On Sound Grammar‘s “Turnaround,” Coleman’s blues lines are given a polyphonic response, with Greg Cohen plucking with enough open space to let Coleman breathe and Tony Falanga bowing a lyrical counterpart. (By featuring two bassists, Sound Grammar finally makes good on an experiment Coleman started on Free Jazz, when he played with Charlie Haden and Scott LaFaro.) Denardo meets his father’s phrase with a thud, and Coleman, not usually known to quote, throws in Stephen Foster’s “Beautiful Dreamer” and, maybe unconsciously, the start of Vernon Duke’s “I Can’t Get Started.” It was more of a Sonny Rollins moment in improvisatory allusion, but in a world Coleman made. What would have been a concession in 1959 is a valediction in 2005.

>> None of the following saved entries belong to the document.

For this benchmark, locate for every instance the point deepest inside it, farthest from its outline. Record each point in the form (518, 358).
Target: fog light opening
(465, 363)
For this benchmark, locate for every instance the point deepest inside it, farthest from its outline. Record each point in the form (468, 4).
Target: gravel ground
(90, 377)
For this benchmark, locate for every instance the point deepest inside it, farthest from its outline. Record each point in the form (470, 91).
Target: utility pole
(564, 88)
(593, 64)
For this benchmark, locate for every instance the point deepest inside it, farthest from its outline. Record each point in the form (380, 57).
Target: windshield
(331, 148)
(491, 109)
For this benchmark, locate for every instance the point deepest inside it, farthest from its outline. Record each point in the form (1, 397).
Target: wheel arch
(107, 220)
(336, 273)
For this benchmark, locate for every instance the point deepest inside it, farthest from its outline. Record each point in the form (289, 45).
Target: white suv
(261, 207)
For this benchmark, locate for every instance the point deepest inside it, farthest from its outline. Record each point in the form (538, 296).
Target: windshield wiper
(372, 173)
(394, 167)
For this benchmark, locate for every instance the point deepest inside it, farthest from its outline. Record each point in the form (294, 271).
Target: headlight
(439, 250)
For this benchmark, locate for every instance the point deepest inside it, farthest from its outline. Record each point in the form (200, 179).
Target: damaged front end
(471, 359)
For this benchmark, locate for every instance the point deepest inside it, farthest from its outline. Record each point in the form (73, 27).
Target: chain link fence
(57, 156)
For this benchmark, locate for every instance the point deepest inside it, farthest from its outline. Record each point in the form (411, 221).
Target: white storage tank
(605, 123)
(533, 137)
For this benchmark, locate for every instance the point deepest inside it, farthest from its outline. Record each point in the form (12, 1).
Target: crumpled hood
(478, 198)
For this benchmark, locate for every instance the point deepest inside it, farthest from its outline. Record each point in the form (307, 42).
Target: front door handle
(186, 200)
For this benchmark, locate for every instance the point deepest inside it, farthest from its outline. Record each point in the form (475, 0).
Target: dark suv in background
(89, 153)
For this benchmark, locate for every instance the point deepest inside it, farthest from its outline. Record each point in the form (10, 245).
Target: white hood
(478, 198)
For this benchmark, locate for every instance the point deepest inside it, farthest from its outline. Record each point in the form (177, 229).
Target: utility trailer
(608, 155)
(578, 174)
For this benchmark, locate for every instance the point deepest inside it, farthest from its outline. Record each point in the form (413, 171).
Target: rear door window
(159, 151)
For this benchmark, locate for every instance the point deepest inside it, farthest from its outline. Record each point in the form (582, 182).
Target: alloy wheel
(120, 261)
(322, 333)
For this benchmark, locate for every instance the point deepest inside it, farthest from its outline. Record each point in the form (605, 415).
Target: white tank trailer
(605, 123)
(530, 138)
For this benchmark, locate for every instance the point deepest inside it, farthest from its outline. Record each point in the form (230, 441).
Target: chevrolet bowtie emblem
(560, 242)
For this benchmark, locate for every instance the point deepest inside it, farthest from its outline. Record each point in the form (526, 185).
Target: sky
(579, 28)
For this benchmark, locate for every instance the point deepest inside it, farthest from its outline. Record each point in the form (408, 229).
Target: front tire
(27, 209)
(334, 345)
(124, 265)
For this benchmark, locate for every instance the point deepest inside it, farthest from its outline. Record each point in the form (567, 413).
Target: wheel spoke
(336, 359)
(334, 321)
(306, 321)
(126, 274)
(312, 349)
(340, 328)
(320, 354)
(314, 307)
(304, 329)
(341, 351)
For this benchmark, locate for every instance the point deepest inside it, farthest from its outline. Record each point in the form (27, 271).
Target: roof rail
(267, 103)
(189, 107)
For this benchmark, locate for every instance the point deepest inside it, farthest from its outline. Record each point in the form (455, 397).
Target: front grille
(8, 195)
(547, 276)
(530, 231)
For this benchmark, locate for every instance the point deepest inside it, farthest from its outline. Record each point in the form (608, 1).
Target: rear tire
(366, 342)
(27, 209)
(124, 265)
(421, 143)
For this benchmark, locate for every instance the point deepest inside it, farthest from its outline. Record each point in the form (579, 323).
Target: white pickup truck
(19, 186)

On June 16, 2006, on what happened to be the 102nd anniversary of Bloomsday, Ornette Coleman played Carnegie Hall in the most anticipated performance of the JVC Jazz Festival. On a day that was the setting for James Joyce’s Ulysses–a novel that had begun as avant-garde and ended up on the top of the Modern Library list–paying respects to a revolution turned inevitability seemed appropriate. Coleman added a third bassist, Al McDowell on electric, to the ensemble that played on Sound Grammar, muddying the polyphony and the hall’s acoustics. But even if McDowell hadn’t plugged in, this was not to be a night on par with those triumphs of a few years earlier. Bernstein had crashed the Five Spot back in 1959, but now the musical chairs were reversed. Coleman had been more accustomed to playing concert halls for some time, and the music he played was about as avant-garde as Mozart or King Oliver. A 76-year-old virtuoso played some crowd-pleasing versions of “Lonely Woman” and “Turnaround,” pained, heartfelt and defiant, on an alto that somehow sounded as clear as a bell. Even if his tone was more refined, it seemed no less wounded. Outside the hall, it was a new century, one that he would not change. A few months later, 1,085 pages of a new Thomas Pynchon novel would thud into selected mailboxes, opening with a cryptic Thelonious Monk epigraph: “It’s always night, or we wouldn’t need light.” All these years later, a couple of elusive tricksters from the old twentieth century still had some mysteries to illuminate.